Thursday, October 22, 2009

Word Shifting


Wow! It's been so long since I stopped in here that I couldn't remember my password - or maybe it was my user name that was the problem. No excuses to offer. Just having an extended tiff with words. Why, I ask, are they so unruly? They jump up and down clamoring for attention just as I am drifting off to sleep - or when I am trying to grab those last few moments of slumber in the morning. And them, when I want those words, they flee. Scatter about the landscape of my brain, hiding in obscure folds, determined to elude me.

This is not writer's block. It is out and out writer's rebellion. Warfare. The word army against me. I flex my muscles, stand firm and refuse to be goaded into battle. I will NOT write. I will NOT be berated and reproached and, ultimately, thwarted into submission. No. I will turn my back on those unruly words and feign indifference. Who me? Need you? To write? Ha!

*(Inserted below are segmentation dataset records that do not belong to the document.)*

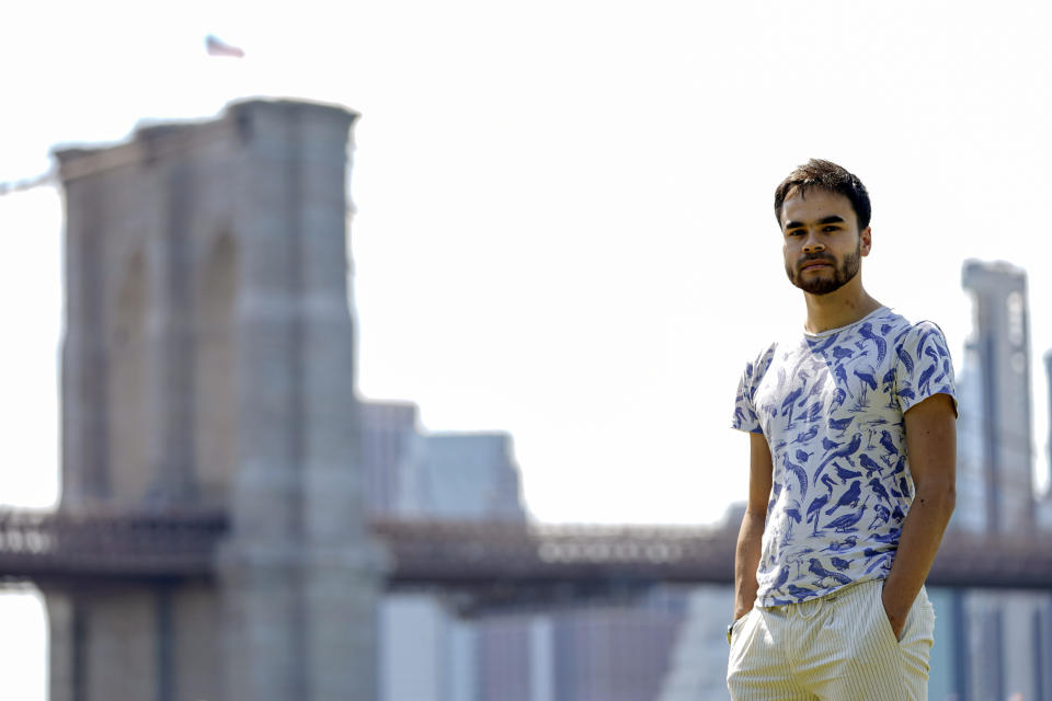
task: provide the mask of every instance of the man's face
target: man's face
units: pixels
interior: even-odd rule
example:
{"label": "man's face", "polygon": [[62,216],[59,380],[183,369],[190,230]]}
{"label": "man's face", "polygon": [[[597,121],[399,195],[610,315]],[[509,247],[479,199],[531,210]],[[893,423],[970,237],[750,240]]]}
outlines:
{"label": "man's face", "polygon": [[786,275],[812,295],[828,295],[849,283],[869,255],[869,227],[858,230],[858,217],[844,195],[817,187],[792,192],[781,206]]}

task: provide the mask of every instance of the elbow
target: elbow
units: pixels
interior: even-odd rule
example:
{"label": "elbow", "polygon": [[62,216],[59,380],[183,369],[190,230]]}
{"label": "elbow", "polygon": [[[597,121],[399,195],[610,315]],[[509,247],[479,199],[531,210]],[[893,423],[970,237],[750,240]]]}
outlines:
{"label": "elbow", "polygon": [[947,518],[953,514],[957,507],[957,485],[952,481],[939,484],[925,484],[917,489],[914,496],[914,504],[930,506],[942,512]]}

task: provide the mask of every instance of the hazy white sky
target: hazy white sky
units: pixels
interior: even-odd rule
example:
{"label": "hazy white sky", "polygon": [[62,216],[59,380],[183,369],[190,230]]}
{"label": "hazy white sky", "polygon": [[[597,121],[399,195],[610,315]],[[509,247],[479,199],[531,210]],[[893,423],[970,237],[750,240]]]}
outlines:
{"label": "hazy white sky", "polygon": [[[1050,20],[1021,1],[23,2],[0,24],[0,181],[245,95],[356,110],[364,395],[511,432],[538,518],[708,521],[745,494],[735,377],[803,319],[771,193],[828,158],[873,199],[867,287],[942,325],[958,370],[961,263],[1027,268],[1043,474]],[[247,57],[205,57],[208,33]],[[0,197],[3,503],[55,498],[60,235],[53,189]]]}

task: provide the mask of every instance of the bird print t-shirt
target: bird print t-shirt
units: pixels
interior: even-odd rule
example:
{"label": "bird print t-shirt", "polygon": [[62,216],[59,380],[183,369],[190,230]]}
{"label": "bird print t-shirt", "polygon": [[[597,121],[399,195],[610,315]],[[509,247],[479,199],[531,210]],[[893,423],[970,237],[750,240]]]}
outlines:
{"label": "bird print t-shirt", "polygon": [[942,332],[887,307],[746,364],[732,426],[762,433],[774,468],[759,606],[888,576],[913,502],[903,414],[938,393],[956,412]]}

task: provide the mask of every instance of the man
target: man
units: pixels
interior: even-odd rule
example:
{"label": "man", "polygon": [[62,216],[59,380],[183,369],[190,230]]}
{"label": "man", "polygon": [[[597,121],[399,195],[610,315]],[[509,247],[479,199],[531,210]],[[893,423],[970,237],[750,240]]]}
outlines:
{"label": "man", "polygon": [[858,177],[811,160],[776,189],[775,215],[807,321],[739,386],[750,480],[728,688],[734,701],[926,699],[923,585],[954,502],[946,340],[862,287],[872,232]]}

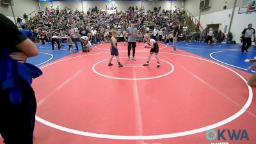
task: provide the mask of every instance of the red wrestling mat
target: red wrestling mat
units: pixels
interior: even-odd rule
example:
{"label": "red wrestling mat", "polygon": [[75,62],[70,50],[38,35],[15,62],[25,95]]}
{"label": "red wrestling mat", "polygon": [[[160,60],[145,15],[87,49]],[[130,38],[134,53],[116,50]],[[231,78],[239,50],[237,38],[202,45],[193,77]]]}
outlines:
{"label": "red wrestling mat", "polygon": [[[139,47],[143,44],[137,44],[136,61],[127,61],[120,47],[125,67],[115,60],[108,67],[104,49],[109,45],[41,67],[44,75],[33,85],[38,104],[35,143],[256,141],[255,90],[244,81],[250,74],[181,50],[170,53],[163,44],[160,68],[154,59],[142,67],[149,51]],[[249,140],[230,140],[226,131],[226,140],[210,141],[209,129],[246,130]]]}

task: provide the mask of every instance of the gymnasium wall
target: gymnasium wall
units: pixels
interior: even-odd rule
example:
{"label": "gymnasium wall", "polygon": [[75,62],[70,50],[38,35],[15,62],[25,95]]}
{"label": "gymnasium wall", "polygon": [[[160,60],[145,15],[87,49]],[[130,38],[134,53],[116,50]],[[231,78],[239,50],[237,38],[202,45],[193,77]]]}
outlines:
{"label": "gymnasium wall", "polygon": [[[200,0],[186,0],[185,1],[185,9],[189,10],[196,19],[199,19],[199,4]],[[227,4],[225,4],[227,1]],[[231,15],[233,10],[234,0],[210,0],[211,6],[207,11],[202,12],[200,17],[201,26],[205,28],[207,24],[220,24],[219,30],[224,32],[225,27],[227,25],[226,34],[228,32]],[[231,33],[234,35],[234,40],[237,43],[239,42],[241,33],[243,29],[248,27],[250,23],[253,24],[256,28],[256,13],[250,14],[238,14],[239,6],[241,0],[237,0],[235,9],[233,22],[231,26]],[[227,5],[227,10],[223,10],[224,5]]]}
{"label": "gymnasium wall", "polygon": [[[256,29],[256,13],[251,14],[241,13],[238,14],[239,7],[236,8],[234,15],[233,22],[231,26],[231,33],[233,33],[234,40],[239,43],[240,36],[244,28],[248,27],[248,24],[252,23],[253,28]],[[200,23],[202,26],[205,28],[207,24],[220,24],[219,29],[224,31],[225,25],[229,26],[231,17],[228,14],[232,14],[232,9],[222,10],[218,12],[201,15]],[[196,17],[198,19],[199,17]],[[227,31],[227,33],[228,31]]]}
{"label": "gymnasium wall", "polygon": [[[162,9],[164,10],[170,10],[171,7],[174,8],[175,6],[179,8],[182,7],[182,1],[183,0],[178,0],[177,1],[83,1],[83,10],[84,12],[87,12],[87,10],[92,7],[95,7],[97,6],[98,9],[99,10],[106,10],[106,6],[108,5],[108,7],[111,7],[113,4],[114,6],[115,4],[117,6],[117,10],[118,11],[125,10],[127,8],[131,6],[138,6],[139,8],[142,6],[144,6],[144,8],[147,10],[153,10],[155,6],[157,8],[159,6],[161,6]],[[51,6],[51,2],[41,2],[41,8],[42,10],[45,10],[46,7],[50,8]],[[81,1],[54,1],[52,2],[53,7],[56,8],[57,6],[61,9],[63,9],[65,7],[70,8],[74,10],[77,8],[79,10],[82,10],[82,6]]]}
{"label": "gymnasium wall", "polygon": [[[13,12],[16,17],[20,17],[22,19],[24,13],[28,15],[33,11],[35,11],[36,13],[39,11],[37,0],[13,0]],[[8,16],[9,19],[14,21],[10,6],[3,6],[0,5],[0,13]]]}
{"label": "gymnasium wall", "polygon": [[[237,6],[239,6],[242,0],[237,0]],[[224,10],[223,6],[227,6],[226,10],[233,8],[235,0],[210,0],[210,8],[202,10],[201,15],[214,13],[221,10]],[[195,17],[200,14],[200,0],[186,0],[185,8],[188,10]]]}

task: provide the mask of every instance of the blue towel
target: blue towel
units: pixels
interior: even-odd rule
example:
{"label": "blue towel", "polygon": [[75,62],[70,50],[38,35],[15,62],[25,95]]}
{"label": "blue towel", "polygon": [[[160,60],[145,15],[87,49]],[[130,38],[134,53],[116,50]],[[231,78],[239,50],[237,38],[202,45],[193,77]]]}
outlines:
{"label": "blue towel", "polygon": [[8,90],[12,103],[19,104],[21,102],[22,92],[30,87],[32,79],[41,76],[42,72],[31,64],[20,63],[12,60],[9,56],[11,52],[6,48],[1,48],[0,51],[0,83],[2,84],[0,88]]}

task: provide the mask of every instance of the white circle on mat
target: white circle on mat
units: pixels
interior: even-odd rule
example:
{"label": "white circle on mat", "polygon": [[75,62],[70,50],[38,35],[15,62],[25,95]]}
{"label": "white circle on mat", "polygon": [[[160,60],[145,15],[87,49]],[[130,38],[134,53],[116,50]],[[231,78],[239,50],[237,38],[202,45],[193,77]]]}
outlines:
{"label": "white circle on mat", "polygon": [[[147,57],[136,57],[136,58],[147,58]],[[121,57],[120,58],[127,58],[126,57]],[[155,58],[152,58],[152,59],[155,59]],[[108,60],[109,60],[107,59],[107,60],[102,60],[102,61],[99,61],[99,62],[96,63],[92,67],[92,70],[95,73],[96,73],[97,74],[98,74],[98,75],[99,75],[100,76],[102,76],[102,77],[106,77],[111,78],[111,79],[122,79],[122,80],[147,80],[147,79],[156,79],[156,78],[159,78],[159,77],[161,77],[166,76],[171,74],[172,72],[173,72],[173,70],[174,70],[174,66],[173,65],[172,65],[172,63],[169,63],[168,61],[164,61],[164,60],[159,60],[160,61],[164,61],[164,62],[169,64],[172,67],[172,70],[170,72],[167,72],[166,74],[163,74],[163,75],[160,75],[160,76],[155,76],[155,77],[144,77],[144,78],[124,78],[124,77],[113,77],[113,76],[106,76],[106,75],[100,74],[99,72],[97,72],[95,68],[95,67],[99,63],[102,63],[103,61],[108,61]],[[142,66],[142,65],[141,65],[141,66]]]}
{"label": "white circle on mat", "polygon": [[[63,60],[61,60],[60,61],[57,61],[45,65],[45,66],[43,66],[40,68],[40,69],[42,69],[49,65],[54,65],[55,63],[60,63],[60,62],[61,62],[63,61],[66,61],[66,60],[71,60],[71,59],[74,59],[74,58],[79,58],[79,57],[82,57],[82,56],[90,56],[90,55],[96,55],[96,54],[108,54],[108,53],[109,53],[109,52],[95,53],[95,54],[82,55],[82,56],[75,56],[75,57],[72,57],[72,58],[66,58],[66,59],[63,59]],[[237,112],[234,115],[230,116],[230,117],[228,117],[222,121],[217,122],[216,124],[213,124],[210,125],[205,126],[203,127],[200,127],[200,128],[195,129],[188,130],[186,131],[182,131],[182,132],[178,132],[170,133],[170,134],[157,134],[157,135],[148,135],[148,136],[126,136],[125,135],[125,136],[124,136],[124,135],[113,135],[113,134],[93,133],[93,132],[78,131],[78,130],[65,127],[63,126],[61,126],[61,125],[53,124],[52,122],[50,122],[49,121],[47,121],[47,120],[45,120],[39,116],[36,116],[36,120],[38,122],[42,123],[43,124],[45,124],[49,127],[52,127],[54,129],[58,129],[58,130],[65,131],[67,132],[69,132],[69,133],[72,133],[72,134],[84,136],[88,136],[88,137],[93,137],[93,138],[105,138],[105,139],[113,139],[113,140],[159,140],[159,139],[172,138],[188,136],[188,135],[191,135],[191,134],[202,132],[204,131],[207,131],[208,130],[213,129],[216,127],[220,127],[221,125],[227,124],[236,120],[236,118],[237,118],[238,117],[241,116],[246,111],[246,109],[249,108],[250,105],[251,104],[252,99],[253,99],[253,92],[252,92],[252,87],[247,84],[246,80],[243,76],[241,76],[240,74],[239,74],[237,72],[233,70],[232,69],[228,68],[221,64],[219,64],[218,63],[216,63],[216,62],[214,62],[214,61],[210,61],[210,60],[208,60],[206,59],[197,58],[197,57],[195,57],[195,56],[192,56],[180,54],[174,54],[174,53],[168,53],[168,52],[159,52],[159,53],[186,56],[186,57],[189,57],[189,58],[191,58],[201,60],[203,61],[205,61],[219,65],[220,67],[222,67],[234,72],[234,74],[237,75],[238,77],[239,77],[245,83],[245,84],[246,84],[246,86],[248,88],[249,95],[248,95],[248,99],[246,104],[243,106],[243,108],[241,108],[241,109],[238,112]]]}

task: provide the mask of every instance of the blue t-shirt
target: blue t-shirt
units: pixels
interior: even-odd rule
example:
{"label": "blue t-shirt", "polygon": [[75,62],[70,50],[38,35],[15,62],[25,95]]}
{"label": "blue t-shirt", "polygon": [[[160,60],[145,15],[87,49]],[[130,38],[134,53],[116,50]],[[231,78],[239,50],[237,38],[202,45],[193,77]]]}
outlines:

But if I put away the blustering and bravado, what am I left with? Fear, I think. Fear of choosing the wrong words. Or of choosing the right words to reveal the wrong things. I love this (long) quote by Stephen King (whose books I cannot submit my mind to, but whose talent as a wordsmith I greatly admire):

"The most important things are the hardest to say. They are the things you get ashamed of, because words diminish them -- words shrink things that seemed limitless when they were in your head to no more than living size when they're brought out. But it's more than that, isn't it? The most important things lie too close to wherever your secret heart is buried, like landmarks to a treasure your enemies would love to steal away. And you may make revelations that cost you dearly only to have people look at you in a funny way, not understanding what you've said at all, or why you thought it was so important that you almost cried while you were saying it. That's the worst, I think. When the secret stays locked within not for want of a teller but for want of an understanding ear."

How fearsome it is to try to put our most important ideas and sentiments into words. We don't want words to shrink what's most important, or to cause people to misunderstand us. Trying to pack those most significant emotions and theses into receptacles as meager as mere words is frightening, intimidating.

So, is it that the words are actually unruly? Or is it that I prefer not to find them? Maybe the safety of silence promises comfort that I do not wish to risk.

1 comment:

  1. Hi Georgeann, I'm Monica from SAL Ackworth School, I need your email to send you the info about SAL, Can you send me one at nnikyes@gmail.com

    Thank you so much and Happy New Year!